The accelerating speed of business and increasing volumes of data are changing the nature of finance, writes Matthew Kibby, vice president for Sage Enterprise Africa & Middle East. To keep up, Chief Financial Officers (CFOs) need to embrace their role as ‘economic guardians’, the person who is there to provide insight, direction and measurement of business outcomes in a world of fierce competition and evolving customer demands
The finance function’s profile and role within the enterprise is shifting, with CFOs coming out of the back office into the front lines of the business. Rather than simply watching the numbers and running the financial reports, CFOs are now expected to work closely with business stakeholders to understand how the organisation should use its resources to meet customers’ needs.

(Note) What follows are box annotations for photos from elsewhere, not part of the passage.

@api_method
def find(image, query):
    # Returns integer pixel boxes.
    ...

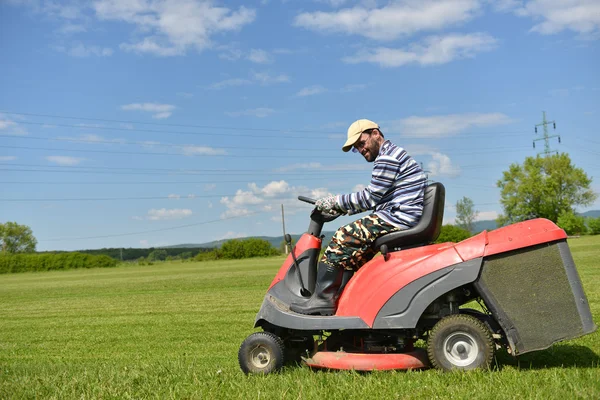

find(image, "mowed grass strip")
[0,237,600,399]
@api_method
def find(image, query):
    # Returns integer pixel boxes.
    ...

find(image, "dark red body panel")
[269,219,567,327]
[306,350,429,371]
[484,218,567,256]
[336,219,567,327]
[336,243,463,327]
[269,233,321,289]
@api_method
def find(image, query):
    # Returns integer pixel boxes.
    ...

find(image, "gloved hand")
[315,196,341,214]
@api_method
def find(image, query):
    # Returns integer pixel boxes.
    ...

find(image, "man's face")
[353,131,379,162]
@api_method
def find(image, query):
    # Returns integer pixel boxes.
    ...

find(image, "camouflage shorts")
[321,214,402,271]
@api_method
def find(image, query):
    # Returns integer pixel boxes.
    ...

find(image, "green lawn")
[0,236,600,400]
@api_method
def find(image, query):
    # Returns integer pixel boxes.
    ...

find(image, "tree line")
[0,153,600,270]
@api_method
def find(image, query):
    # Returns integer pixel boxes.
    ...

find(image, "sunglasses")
[352,129,373,153]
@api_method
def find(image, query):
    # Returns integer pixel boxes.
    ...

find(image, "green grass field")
[0,236,600,400]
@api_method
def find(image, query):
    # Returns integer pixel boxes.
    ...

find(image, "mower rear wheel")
[427,314,494,371]
[238,332,284,375]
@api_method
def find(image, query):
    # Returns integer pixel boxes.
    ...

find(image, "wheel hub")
[444,332,479,367]
[250,346,271,368]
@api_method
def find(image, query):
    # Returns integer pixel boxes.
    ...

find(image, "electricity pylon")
[533,111,560,156]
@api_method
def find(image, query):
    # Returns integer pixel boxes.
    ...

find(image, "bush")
[587,217,600,235]
[148,249,168,261]
[0,252,118,274]
[435,225,471,243]
[221,238,279,259]
[556,211,586,235]
[194,249,223,261]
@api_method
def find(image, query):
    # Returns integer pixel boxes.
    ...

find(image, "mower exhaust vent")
[475,240,596,354]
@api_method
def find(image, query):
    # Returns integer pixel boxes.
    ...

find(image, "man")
[290,119,426,315]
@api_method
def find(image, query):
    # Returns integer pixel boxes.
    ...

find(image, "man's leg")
[290,214,400,315]
[321,214,401,271]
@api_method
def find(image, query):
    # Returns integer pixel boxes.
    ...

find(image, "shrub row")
[194,238,281,261]
[0,252,118,274]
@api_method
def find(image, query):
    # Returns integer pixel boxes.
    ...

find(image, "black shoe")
[290,262,344,315]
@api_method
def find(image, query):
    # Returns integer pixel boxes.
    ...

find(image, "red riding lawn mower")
[238,183,596,374]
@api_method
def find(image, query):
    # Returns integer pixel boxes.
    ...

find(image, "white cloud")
[427,153,460,178]
[247,49,273,64]
[219,46,244,61]
[496,0,600,38]
[0,119,27,136]
[475,211,498,221]
[146,208,193,221]
[296,85,327,97]
[225,107,275,118]
[392,113,512,138]
[46,156,85,166]
[252,72,290,85]
[57,22,87,35]
[340,83,367,93]
[93,0,256,56]
[294,0,480,40]
[310,188,331,199]
[220,180,300,218]
[217,231,248,240]
[121,103,176,119]
[209,72,290,90]
[58,133,124,144]
[276,162,323,172]
[253,180,290,197]
[55,43,113,58]
[182,145,227,156]
[343,33,497,67]
[210,78,252,90]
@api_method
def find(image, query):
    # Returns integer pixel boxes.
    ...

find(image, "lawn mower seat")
[373,182,446,251]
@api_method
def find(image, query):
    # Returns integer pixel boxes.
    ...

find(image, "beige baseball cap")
[342,119,379,151]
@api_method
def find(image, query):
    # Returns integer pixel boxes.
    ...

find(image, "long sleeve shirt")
[337,140,427,229]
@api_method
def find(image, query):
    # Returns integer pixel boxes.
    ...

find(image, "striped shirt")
[337,140,427,229]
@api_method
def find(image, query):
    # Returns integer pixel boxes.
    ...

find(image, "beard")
[362,141,381,162]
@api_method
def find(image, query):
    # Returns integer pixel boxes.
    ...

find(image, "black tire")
[427,314,495,371]
[238,332,285,375]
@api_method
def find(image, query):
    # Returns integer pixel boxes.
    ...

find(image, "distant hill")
[473,210,600,233]
[163,210,600,249]
[163,231,335,249]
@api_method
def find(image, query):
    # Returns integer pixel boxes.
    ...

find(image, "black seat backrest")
[373,182,446,251]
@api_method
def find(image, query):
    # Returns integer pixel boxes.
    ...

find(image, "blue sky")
[0,0,600,250]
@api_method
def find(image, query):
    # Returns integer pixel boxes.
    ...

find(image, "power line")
[0,145,527,159]
[533,111,560,157]
[38,202,499,242]
[0,110,526,138]
[38,211,266,242]
[0,135,536,155]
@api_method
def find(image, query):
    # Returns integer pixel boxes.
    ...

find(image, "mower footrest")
[304,350,429,371]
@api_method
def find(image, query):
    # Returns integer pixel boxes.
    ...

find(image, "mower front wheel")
[238,332,284,375]
[427,314,494,371]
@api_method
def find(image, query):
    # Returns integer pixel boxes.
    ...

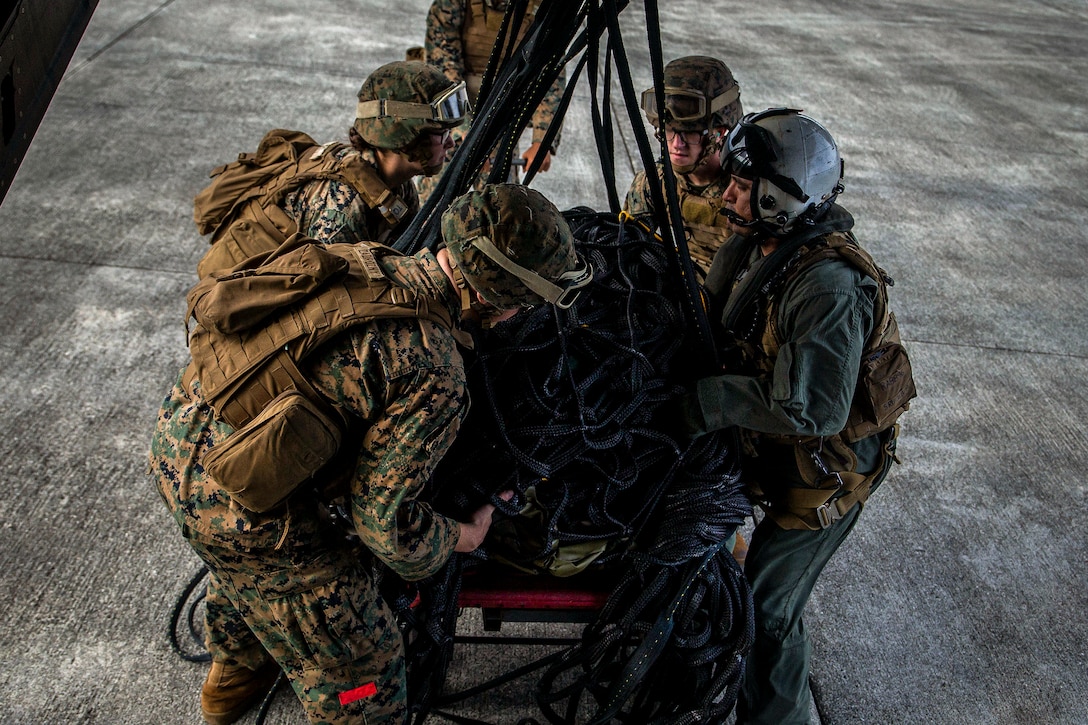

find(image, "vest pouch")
[842,342,918,443]
[203,390,341,513]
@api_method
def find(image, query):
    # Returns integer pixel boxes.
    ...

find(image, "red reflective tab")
[341,683,378,705]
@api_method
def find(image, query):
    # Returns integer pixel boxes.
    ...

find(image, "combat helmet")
[442,184,593,309]
[721,108,844,235]
[355,61,469,150]
[642,56,744,173]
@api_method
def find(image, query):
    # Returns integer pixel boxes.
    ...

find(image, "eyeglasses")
[355,81,470,125]
[657,126,708,146]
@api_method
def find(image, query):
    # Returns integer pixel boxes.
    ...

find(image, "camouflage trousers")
[189,527,407,725]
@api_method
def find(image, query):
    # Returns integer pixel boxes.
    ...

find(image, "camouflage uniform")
[283,146,419,244]
[623,162,732,275]
[417,0,566,199]
[623,56,743,277]
[150,250,468,723]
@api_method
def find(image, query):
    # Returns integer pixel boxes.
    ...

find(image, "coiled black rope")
[387,209,753,723]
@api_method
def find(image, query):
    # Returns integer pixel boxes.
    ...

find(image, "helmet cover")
[642,56,744,131]
[442,184,593,309]
[355,61,468,150]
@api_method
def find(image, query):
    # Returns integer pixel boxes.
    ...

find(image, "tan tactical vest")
[461,0,540,106]
[183,234,471,512]
[740,232,916,529]
[677,186,732,272]
[186,234,463,429]
[194,128,410,279]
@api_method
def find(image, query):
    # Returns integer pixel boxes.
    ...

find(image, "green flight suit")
[697,206,893,725]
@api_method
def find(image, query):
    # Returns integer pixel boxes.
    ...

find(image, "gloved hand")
[654,389,706,441]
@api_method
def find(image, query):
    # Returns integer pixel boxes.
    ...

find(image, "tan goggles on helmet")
[465,236,593,309]
[355,81,469,125]
[642,84,741,123]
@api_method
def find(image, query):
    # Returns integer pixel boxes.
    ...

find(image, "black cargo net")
[396,209,753,723]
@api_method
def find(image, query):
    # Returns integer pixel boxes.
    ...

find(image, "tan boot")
[200,661,280,725]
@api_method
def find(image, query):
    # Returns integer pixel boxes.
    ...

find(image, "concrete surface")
[0,0,1088,724]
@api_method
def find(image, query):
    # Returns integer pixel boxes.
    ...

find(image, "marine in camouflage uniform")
[196,61,468,277]
[417,0,566,200]
[149,185,592,724]
[284,61,467,244]
[623,56,743,274]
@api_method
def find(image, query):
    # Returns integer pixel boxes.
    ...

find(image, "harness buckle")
[816,499,842,529]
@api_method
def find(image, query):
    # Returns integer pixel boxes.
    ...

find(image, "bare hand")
[454,491,514,554]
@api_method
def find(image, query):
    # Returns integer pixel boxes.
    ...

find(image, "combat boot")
[200,660,280,725]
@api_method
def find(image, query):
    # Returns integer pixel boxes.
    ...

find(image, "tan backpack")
[193,128,410,279]
[184,234,459,512]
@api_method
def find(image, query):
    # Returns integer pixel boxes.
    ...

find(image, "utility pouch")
[203,390,341,513]
[842,342,918,443]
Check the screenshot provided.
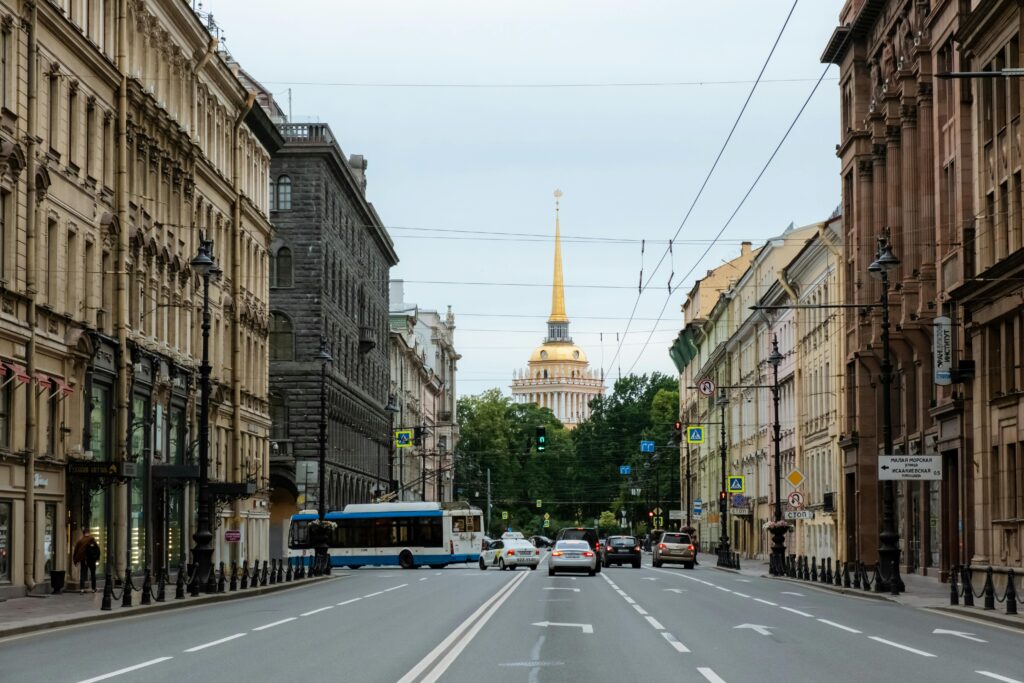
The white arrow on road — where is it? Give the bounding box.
[732,624,772,636]
[932,629,988,643]
[534,622,594,633]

What’s more, the CFO increasingly needs to provide support to other members of the C-suite in strategic decision-making – not just with the numbers, but also with HR, technology, operations and more. With the flow of data at their fingertips, CFOs have insight into business performance and the levers every other function can use to improve outcomes.
Digital champion
With most enterprises investing in digital transformation, there is also an emerging and often overlooked role for the CFO as a digital champion. The CFO can help support the transition to the digital world by ensuring that the speed and size of the organisation’s investments are sustainable and that the expected outcomes are realistic.

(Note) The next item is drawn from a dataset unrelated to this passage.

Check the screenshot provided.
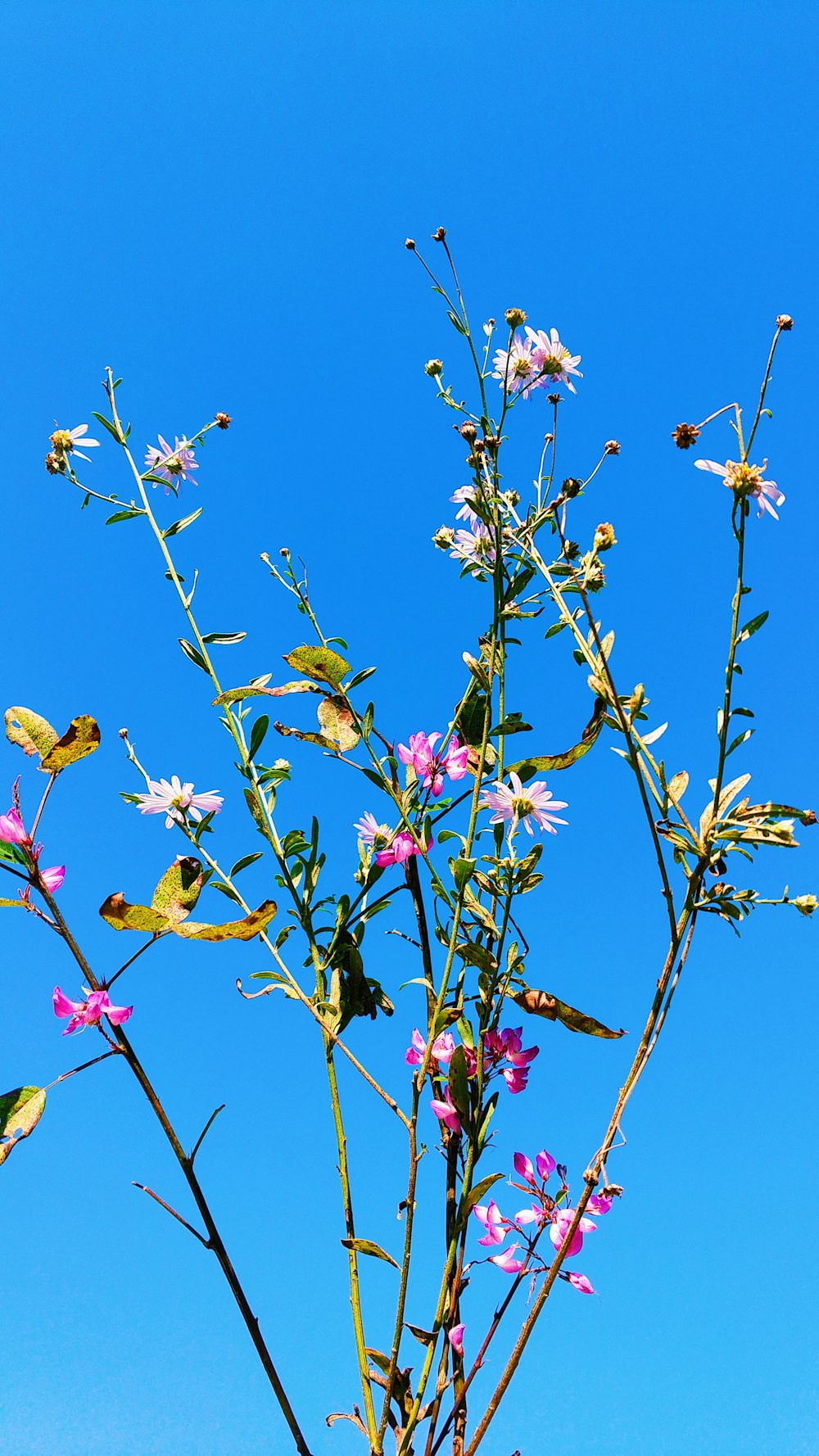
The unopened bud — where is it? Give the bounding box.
[595,522,617,552]
[672,425,699,450]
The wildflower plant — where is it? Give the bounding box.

CFOs, for example, have the data at their fingertips to help assess whether digital projects from enterprise applications to artificial intelligence and the cloud will deliver returns to justify proposed investment. They can help translate metrics such as customer acquisition or productivity targets into financial outcomes.

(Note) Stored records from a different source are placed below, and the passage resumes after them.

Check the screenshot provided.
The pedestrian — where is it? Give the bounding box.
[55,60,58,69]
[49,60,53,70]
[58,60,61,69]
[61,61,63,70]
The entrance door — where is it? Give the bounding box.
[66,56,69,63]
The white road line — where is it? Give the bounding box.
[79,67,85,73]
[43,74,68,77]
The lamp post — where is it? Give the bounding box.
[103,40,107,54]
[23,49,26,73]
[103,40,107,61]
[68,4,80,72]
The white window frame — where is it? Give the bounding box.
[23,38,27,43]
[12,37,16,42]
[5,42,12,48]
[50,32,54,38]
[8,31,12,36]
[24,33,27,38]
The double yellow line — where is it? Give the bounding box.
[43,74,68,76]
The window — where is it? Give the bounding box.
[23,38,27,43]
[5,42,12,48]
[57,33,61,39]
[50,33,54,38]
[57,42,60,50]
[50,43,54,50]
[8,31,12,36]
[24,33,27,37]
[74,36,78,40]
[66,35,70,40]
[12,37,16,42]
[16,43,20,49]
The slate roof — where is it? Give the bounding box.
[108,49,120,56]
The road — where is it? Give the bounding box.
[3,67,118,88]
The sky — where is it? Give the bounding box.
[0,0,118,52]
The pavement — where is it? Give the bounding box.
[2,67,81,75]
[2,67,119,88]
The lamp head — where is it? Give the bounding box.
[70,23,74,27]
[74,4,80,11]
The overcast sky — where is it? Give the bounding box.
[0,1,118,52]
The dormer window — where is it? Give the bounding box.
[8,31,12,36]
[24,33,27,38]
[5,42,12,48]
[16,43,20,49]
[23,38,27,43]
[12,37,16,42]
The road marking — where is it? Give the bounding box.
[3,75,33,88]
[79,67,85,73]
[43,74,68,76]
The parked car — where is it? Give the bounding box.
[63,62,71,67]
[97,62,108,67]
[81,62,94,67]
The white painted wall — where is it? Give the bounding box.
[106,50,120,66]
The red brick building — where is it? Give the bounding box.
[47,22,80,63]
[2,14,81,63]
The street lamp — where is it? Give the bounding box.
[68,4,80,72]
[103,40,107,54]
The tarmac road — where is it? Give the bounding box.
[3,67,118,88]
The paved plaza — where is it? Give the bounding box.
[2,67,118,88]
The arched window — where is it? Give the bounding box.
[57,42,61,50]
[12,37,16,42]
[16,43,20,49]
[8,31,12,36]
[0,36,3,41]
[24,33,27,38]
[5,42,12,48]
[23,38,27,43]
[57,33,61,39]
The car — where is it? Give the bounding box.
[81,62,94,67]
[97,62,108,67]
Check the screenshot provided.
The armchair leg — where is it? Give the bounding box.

For CFOs to take up these roles, they will need to ensure they have the data and tools to streamline the way they work. Although CFOs are in a great position to initiate and drive change, that won’t necessarily happen if they are time-poor or sidelined by other parts of the business, which might not understand how much positive input finance can provide.
Beyond compliance
What’s more, with regulatory compliance demands growing, CFOs can easily find too much of their time soaked up by statutory reporting requirements. This is why they need access to tools that enable them to automate statutory reporting and generating financial statements. It will help to free up their time to focus on other areas where they can add value.
As part of digital transformation, the CFO should be looking for business solutions that can automate repetitive tasks and provide fast and easy access to real-time financial data. As well as ensuring compliance, these tools must allow them better access to financial and operational data, with automated alerts and capabilities such as scenario planning.
From startups to large businesses, cloud and software-as-a-service (SaaS) technology empowers business leaders like the CFO to drive change in a way that simply wasn’t possible before. These solutions enable them to modernise processes and systems at lower risk and cost, putting the information they need in their hands wherever they are.
Through data, the CFO can support the CEO to ensure strategies make sense and investment is put in the right places. In these challenging economic times, that’s more important than ever.